Pam Muir grew up in rural Chester County, Pennsylvania, where she spent many hours in front of her parents’ old manual Royal, pounding out poems and stories.  Writing developed into a true love; she doesn’t remember a time when there wasn’t a character whispering in her ear.  Pam went on to earn a B.A. in English, and spent the years following working for Investment Banks in New York City, all the while daydreaming about writing full time.  In 2010, after a lot of number crunching and planning (she’d like to thank the California wine producers for helping to take the edge off the process!), Pam decided to pursue those dreams and traded in her Wall Street Blackberry for a pen and notepad.  She is happily working on short stories as well as a romance novel.  Pam lives in Fairfield, CT with her husband Martin.

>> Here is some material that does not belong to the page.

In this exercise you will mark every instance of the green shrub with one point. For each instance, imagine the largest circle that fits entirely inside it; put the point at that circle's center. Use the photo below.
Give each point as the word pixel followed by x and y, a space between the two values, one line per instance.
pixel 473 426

From her short story, “Personal Day.”

Family Rest Cemetery was so inviting this time of year, the trees bursting with orange, red, and gold leaves, and the single women or couples swapping the dirty white summertime plastic lilies and daisies for winter chrysanthemums. The crisp air, the vibrant sun, the brilliant trees, invigorating. It reminded Bob of his parents’ funeral all those years ago. Such a nice shiny day that was, too.                                                                                              

He turned and moved in closer to the big crowd, men and women, a few children, a baby who didn’t cry, but all the adults in black or grey, heads downcast. Bob Foster clasped his hands and filtered through the crowd—sometimes shimmying sideways to protect his eye from a rough shoulder pad or his ribs from a boney elbow— until he arrived at the best place. Graveside. Money. Bob figured the dead man had plenty of it, given the coffin, the huge crowd, and the long procession of expensive cars complete with official police escort. Boy, was Bob thankful; if it hadn’t been for the flashing lights, he might not have noticed from his booth in the diner. Bob loved a good funeral.